資料を収集・管理してきたのは、労働経済論などが専門の福島大名誉教授の伊部正之さん(67)。定年後も研究員として大学に残って資料室を担当しているが、任期は来年3月まで。福島大ではほかに、松川事件に詳しい研究者は見当たらないのが実情だ。

資料室を管理する福島大地域創造支援センターは「ただ資料を置いてあるだけでは、資料室として機能しない。専属のスタッフは必要だと考えている」と言う。だが、独立行政法人化後、大学経営も厳しさを増し、伊部さんの後継者となる人材のめどは立っていない。

松川事件60周年記念全国集会実行委員会の石川信事務局長補佐は「事件を次の世代に伝えるためには、専門の研究員がいる資料室の存続が必要だ」と訴え、「資料室の資料は国民の共有財産。学術的な価値を考えれば、文部科学省が支援を検討してもいいのではないか」と提起する。

全国集会は17、18日に福島大であり、伊部さんや松川事件の主任弁護人を務めた大塚一男弁護士(東京弁護士会)らが講演、参加者が事件現場を訪れる。一般の参加も可。連絡先は実行委024(522)7368。

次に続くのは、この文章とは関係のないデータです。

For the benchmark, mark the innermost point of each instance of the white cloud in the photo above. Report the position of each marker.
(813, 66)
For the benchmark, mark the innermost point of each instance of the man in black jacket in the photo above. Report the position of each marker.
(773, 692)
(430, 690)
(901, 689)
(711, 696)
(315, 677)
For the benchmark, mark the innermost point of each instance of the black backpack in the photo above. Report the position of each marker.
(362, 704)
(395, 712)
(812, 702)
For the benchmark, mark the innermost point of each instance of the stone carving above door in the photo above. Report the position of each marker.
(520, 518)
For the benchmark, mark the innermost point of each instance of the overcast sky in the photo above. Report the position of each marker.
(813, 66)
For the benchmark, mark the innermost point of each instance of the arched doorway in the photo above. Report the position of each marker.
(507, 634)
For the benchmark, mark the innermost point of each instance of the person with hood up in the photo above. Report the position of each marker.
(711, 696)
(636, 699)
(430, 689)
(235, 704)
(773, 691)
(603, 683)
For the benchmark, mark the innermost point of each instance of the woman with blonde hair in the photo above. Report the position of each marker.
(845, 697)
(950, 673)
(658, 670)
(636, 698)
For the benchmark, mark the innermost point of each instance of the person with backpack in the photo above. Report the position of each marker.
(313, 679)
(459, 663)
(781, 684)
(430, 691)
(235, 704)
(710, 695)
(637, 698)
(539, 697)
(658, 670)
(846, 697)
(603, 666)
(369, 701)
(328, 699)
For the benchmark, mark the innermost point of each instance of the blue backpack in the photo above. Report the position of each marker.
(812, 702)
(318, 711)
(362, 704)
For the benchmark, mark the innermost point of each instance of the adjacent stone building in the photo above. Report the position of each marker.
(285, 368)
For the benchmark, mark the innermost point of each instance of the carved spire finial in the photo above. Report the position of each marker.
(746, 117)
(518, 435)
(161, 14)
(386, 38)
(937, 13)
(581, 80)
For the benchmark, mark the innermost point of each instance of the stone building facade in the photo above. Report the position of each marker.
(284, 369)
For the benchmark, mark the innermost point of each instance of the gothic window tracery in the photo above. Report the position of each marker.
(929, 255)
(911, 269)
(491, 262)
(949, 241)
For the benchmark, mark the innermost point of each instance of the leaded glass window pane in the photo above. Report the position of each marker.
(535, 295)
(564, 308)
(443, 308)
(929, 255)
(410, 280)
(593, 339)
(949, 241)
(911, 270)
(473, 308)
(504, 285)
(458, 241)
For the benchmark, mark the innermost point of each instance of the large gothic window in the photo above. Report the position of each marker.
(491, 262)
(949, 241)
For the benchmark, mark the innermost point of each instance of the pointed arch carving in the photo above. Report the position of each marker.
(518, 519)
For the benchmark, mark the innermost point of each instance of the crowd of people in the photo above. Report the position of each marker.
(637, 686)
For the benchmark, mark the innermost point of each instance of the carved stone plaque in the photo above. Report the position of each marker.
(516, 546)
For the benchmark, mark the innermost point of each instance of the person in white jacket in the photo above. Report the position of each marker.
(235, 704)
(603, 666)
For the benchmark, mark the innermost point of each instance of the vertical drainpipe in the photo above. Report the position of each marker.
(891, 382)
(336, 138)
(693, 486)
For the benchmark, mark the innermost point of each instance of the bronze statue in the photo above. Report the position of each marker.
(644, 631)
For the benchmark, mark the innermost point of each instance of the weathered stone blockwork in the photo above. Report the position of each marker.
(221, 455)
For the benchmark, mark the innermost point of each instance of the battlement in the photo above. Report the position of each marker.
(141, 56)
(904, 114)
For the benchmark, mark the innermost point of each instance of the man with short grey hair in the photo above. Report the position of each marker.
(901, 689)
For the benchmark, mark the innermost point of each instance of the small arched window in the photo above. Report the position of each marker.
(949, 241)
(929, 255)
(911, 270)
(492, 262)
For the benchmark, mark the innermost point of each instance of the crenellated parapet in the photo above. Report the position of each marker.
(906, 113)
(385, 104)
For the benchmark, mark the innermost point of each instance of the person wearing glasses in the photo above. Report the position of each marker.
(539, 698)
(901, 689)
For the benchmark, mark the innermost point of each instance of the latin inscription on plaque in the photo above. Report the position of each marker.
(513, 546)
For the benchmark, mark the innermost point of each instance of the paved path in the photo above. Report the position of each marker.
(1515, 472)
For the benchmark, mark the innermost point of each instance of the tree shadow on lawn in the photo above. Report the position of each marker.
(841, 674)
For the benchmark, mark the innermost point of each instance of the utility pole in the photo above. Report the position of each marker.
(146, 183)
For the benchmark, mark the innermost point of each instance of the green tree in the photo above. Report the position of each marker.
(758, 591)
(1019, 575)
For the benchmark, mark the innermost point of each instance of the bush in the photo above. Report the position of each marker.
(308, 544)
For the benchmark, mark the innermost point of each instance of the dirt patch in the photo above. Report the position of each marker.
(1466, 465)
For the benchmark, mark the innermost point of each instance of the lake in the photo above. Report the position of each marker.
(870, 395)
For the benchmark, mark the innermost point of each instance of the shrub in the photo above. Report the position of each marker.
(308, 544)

[松川事件] 1949年8月17日、東北線松川―金谷川間でレールの継ぎ目が外され、上り列車が脱線転覆、乗務員3人が死亡した。旧国鉄などの労組員20人が起訴され、一審で全員有罪(うち死刑5人)、二審で17人有罪(死刑4人)の判決を言い渡された。被告のアリバイを示す団交記録が見つかったことなどから、最高裁は有罪判決を破棄、仙台高裁での差し戻し審で全員に無罪が言い渡され、63年に確定した。下山、三鷹事件とともに「謎の戦後三大事件」とされる。